Although the physical connection to one another during these recent times is much less than before, the world is more connected than ever globally through news and media.

Yoga calls for our human empathy for humanitarian cases despite the vast distance between us and the epicentre of the issue. Through his paintings, Yoga reflects on the refugee issue and how it relates to world history. 

The Road on the Bilad Syam 2
2021, Oil on Canvas
200 x 160 cm

The Road on the Bilad Syam 2 depicts a family of refugees having nowhere to go, forced to leave their homeland, walking and stranded on the road day and night. Bilad Syam or Bilad Al-Sham is the historical name for a wide area encompassing the middle of Damascus, Palestine, to Hejaz. In this area, many people have become uprooted from their homeland and families. Because of Yoga’s deep empathy and concern towards the refugee issue, Bilad Al-Sham has become a constant inspiration and subject matter in Yoga’s paintings. His artworks do not stress the political ideology or social issue that causes chaos in this region, but rather the need for basic human empathy in viewing others’ struggles.

2021, Oil on Canvas
140 x 120 cm

The subject in his most recent painting titled Mindfields still follows the theme of Bilad Syam, yet has developed a different attitude of art-making. The painting depicts a date tree with jute sacks covering the bunches of date fruits. The farmers need to cover and ‘incubate’ the fruit to protect it from pests and hot weather and keep its sweetness. Yoga witnessed this practice in real life and felt that this act reflects the inner workings of his mind during the recent isolated times. He views the increased studio and reflective time as a mental incubation to develop his artworks, lines, colour, gestures, and concepts. The time in his studio also helps to keep his thoughts from distractions and keep his focus sharp. Mindfields is the first piece of his upcoming series of works.  

Herru Yoga
(b. 1989, Batusangkar, Indonesia)

Herru Yoga pursued his passion and dedication for the arts through an unconventional route. Unlike his peers, he decided to leave the Indonesian Institute of Art, Yogyakarta, in 2008 to pursue French literature, graduating from Département de la Langue Français in 2014. His love for literature and culture, in turn, nourishes the contextual depth of his artworks. Yoga is the First Place winner for the Qatar Doha Youth Innovation Award for the visual arts (Globe Contemporary Art Categories) and the runner up for Asian regional (Contemporary Art Categories) Dhaka Youth Capital award, Bangladesh, 2021.

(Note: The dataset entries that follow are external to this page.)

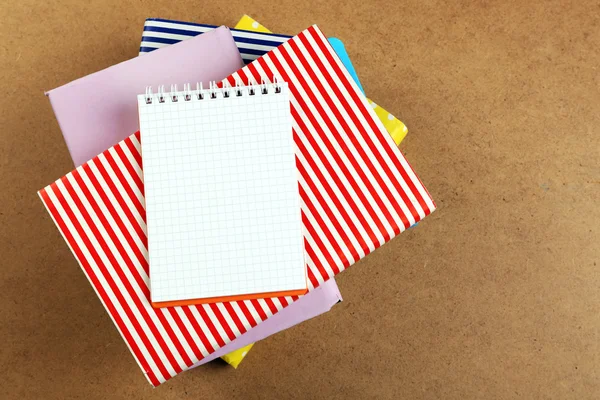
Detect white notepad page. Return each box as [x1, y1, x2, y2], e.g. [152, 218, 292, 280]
[138, 82, 306, 304]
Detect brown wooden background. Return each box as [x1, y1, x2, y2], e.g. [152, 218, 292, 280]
[1, 0, 599, 398]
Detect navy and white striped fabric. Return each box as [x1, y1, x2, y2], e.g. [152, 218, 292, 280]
[140, 18, 291, 64]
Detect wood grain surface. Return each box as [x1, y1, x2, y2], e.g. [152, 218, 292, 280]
[1, 0, 599, 398]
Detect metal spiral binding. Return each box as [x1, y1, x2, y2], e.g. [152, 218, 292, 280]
[144, 77, 285, 105]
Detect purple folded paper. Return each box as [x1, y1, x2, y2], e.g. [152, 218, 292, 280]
[47, 26, 243, 167]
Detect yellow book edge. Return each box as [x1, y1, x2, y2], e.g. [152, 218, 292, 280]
[221, 344, 255, 368]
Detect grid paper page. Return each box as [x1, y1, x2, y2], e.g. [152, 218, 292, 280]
[138, 84, 306, 303]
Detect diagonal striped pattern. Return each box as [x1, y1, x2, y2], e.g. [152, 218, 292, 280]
[140, 18, 290, 63]
[39, 25, 434, 386]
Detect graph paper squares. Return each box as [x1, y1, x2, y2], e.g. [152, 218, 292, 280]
[138, 84, 306, 303]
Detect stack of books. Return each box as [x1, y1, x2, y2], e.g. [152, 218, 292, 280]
[38, 15, 435, 386]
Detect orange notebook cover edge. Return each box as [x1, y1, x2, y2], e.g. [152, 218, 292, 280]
[151, 287, 308, 308]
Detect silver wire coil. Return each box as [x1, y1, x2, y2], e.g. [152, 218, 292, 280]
[144, 77, 285, 105]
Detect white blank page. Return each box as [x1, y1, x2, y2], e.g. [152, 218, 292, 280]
[138, 83, 306, 304]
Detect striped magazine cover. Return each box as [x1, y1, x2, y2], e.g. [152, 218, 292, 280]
[39, 25, 435, 386]
[140, 18, 290, 63]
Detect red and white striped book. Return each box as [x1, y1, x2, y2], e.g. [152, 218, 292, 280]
[38, 25, 435, 386]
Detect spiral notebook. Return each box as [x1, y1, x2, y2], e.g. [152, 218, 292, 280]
[38, 25, 435, 386]
[140, 82, 307, 307]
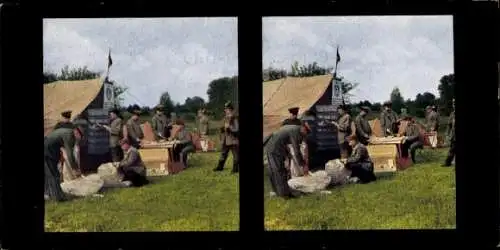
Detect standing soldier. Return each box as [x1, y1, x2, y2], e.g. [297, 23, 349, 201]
[282, 107, 302, 126]
[151, 104, 171, 140]
[54, 110, 74, 130]
[126, 105, 144, 149]
[332, 105, 352, 157]
[442, 99, 455, 167]
[44, 124, 83, 201]
[380, 101, 399, 137]
[354, 106, 372, 145]
[425, 105, 439, 149]
[197, 107, 210, 137]
[99, 108, 124, 162]
[214, 101, 240, 173]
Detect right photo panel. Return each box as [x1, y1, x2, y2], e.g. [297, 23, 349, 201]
[262, 16, 456, 230]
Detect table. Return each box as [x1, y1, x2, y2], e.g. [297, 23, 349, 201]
[140, 140, 184, 176]
[367, 136, 412, 173]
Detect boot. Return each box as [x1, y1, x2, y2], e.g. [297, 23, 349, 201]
[213, 161, 225, 172]
[411, 152, 417, 164]
[231, 163, 239, 173]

Yoga juxtaposes two historical painting techniques: the Baroque era’s mastery of chiaroscuro and the gestural handling of paint indebted to Abstract Expressionism. Yoga’s narrative works tend to raise the theme of history, humanity, current issues, identities and world figures, while at the same time attempt to build the epic and colossal energy missing from many contemporary art oeuvres.